Summary: | 博士 === 國立臺南藝術大學 === 藝術創作理論研究所博士班 === 105 === This Dissertation “The Posthuman Body Regulation and Control in Contemporary Arts” addresses the main question of the contemporary body aesthetics on “cyborg” and “posthuman”. After the introduction, the chapter 2 traces the development of subjective philosophy and the evolution of science and technology. Following, through the case studies of contemporary arts in the chapter 3 and the chapter 4, this paper looks for the problematics of cybernetic regulation and control system in the arts field, which interact with “information technology” and “biotechnology” academic categories. In the chapter 5, this study aims to explore the posthuman body aesthetic in contemporary arts by collating and analyzing the works from four aesthetic points of view including “Interaction and Control”, “Reality and Virtuality”, “Being and Becoming” and “Individual and Community”. Hence, this research may criticize and respond to the lack of body aesthetics study in the “posthuman” discourse through subjectivity philosophy, science and technology histories and the posthuman discourse as three clues of genealogical discussions, which lead to the conclusion in chapter 6.

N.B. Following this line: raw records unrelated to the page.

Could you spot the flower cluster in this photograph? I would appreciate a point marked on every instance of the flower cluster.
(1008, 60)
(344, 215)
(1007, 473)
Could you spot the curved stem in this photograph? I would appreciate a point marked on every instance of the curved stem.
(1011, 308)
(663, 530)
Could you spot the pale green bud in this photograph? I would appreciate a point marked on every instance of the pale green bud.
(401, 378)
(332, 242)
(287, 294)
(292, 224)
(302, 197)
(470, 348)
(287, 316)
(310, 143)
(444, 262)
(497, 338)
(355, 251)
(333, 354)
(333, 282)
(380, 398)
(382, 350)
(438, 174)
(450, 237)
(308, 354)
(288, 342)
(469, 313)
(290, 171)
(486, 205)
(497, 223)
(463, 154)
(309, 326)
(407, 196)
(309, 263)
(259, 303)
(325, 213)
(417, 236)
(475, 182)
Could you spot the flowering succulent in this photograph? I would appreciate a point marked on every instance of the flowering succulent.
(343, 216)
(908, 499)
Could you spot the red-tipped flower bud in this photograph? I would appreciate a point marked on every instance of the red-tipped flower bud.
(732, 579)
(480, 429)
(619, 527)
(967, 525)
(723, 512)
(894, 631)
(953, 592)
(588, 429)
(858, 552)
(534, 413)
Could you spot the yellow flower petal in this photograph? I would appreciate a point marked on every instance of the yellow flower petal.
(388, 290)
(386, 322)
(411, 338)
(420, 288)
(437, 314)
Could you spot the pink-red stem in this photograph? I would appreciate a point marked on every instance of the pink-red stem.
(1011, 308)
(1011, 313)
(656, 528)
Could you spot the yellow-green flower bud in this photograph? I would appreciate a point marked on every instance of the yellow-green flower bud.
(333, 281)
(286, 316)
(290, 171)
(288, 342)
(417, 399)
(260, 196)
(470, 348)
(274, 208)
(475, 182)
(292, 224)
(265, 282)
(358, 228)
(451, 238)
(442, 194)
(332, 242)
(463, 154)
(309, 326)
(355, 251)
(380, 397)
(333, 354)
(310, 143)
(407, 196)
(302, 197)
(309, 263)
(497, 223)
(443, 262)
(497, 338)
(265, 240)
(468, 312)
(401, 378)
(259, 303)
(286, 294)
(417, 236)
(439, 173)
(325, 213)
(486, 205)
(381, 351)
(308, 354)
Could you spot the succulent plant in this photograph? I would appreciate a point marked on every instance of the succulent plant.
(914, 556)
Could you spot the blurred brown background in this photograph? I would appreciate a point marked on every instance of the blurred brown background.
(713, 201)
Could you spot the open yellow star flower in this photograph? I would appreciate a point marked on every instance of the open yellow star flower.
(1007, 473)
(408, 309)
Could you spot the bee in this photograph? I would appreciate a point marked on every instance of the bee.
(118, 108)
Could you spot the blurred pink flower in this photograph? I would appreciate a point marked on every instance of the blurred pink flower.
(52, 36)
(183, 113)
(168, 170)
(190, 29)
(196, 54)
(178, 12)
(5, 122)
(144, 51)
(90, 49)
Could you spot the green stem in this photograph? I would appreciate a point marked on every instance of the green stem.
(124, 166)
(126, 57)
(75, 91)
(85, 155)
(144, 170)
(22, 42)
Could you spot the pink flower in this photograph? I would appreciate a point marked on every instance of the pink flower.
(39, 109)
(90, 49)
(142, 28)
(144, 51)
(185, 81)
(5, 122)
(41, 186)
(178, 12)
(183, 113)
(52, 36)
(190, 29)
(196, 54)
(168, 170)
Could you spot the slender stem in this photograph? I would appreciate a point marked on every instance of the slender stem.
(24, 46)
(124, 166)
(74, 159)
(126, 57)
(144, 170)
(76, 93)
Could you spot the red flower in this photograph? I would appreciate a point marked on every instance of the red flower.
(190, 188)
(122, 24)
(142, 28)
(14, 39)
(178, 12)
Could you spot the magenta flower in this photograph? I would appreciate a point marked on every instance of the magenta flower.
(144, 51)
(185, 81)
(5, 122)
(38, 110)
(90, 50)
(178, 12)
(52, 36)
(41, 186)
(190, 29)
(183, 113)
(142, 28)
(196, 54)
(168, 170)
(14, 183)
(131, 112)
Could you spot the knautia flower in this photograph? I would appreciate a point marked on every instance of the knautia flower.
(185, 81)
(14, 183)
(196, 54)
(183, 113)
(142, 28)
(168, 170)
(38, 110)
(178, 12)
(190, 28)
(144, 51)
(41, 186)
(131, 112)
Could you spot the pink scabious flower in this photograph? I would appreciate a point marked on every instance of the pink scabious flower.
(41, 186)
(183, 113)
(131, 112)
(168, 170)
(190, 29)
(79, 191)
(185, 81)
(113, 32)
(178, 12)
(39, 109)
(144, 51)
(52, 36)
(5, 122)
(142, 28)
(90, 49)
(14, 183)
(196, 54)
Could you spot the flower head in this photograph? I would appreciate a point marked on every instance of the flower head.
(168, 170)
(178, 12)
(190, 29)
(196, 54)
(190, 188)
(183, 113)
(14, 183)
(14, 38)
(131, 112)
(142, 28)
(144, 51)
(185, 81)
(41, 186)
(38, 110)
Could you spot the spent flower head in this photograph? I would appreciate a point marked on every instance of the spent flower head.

The research scope is restricted to the revolution of digital information technology from the 1940s and also the molecular biotechnology revolution from the 1970s until today. The democratizing process of contemporary arts is fusing new technology and emphasizing the interaction and openness, and furthermore, under the influence from Critical Theory of Frankfurt School, the critical points of view about the hegemony of mass media and technology from the sociological aspects gradually appear in the new media arts, the technology art creations and art criticism. However, the cyborg feminism encourages women to embrace science and technology, by taking the new technology as revolutionary weapons to break through the constraints of the natural body. In 1985, Donna Haraway declared “A Cyborg Manifesto” to carry out “cyborg” as a complex life form of “human/nonhuman, organic/inorganic, natural/artificial”, since then the “cyborg” has become a symbol of new identity and fictitious subject. In the 1990s, the “posthuman” study inherited from the “cyborg” theory and escalated the self-fashioning skills with biotechnology. Today, questions might shift from asking, “Who am I?” to “What do I want to be?” in respond to new role of “post-human” in this changing society.
The domestic and foreign research of “cyborg” and “posthuman” discourses are mainly from the Science, Technology and Society(STS) studies, which focus on the sociology orientation, there is still a lack of discussion of contemporary arts, especially in the field of the aesthetic discussion and case study in Taiwan. Therefore, the aims of this study are to indicating the feedback from aspects of contemporary arts to explore the posthuman body aesthetics, and inquiring after the possibility of re-invent the self and self-reproduction on the battlefield between technological interaction and social module controls, which embodies the aesthetic of posthuman reflections when “everyone can be an art(work)”.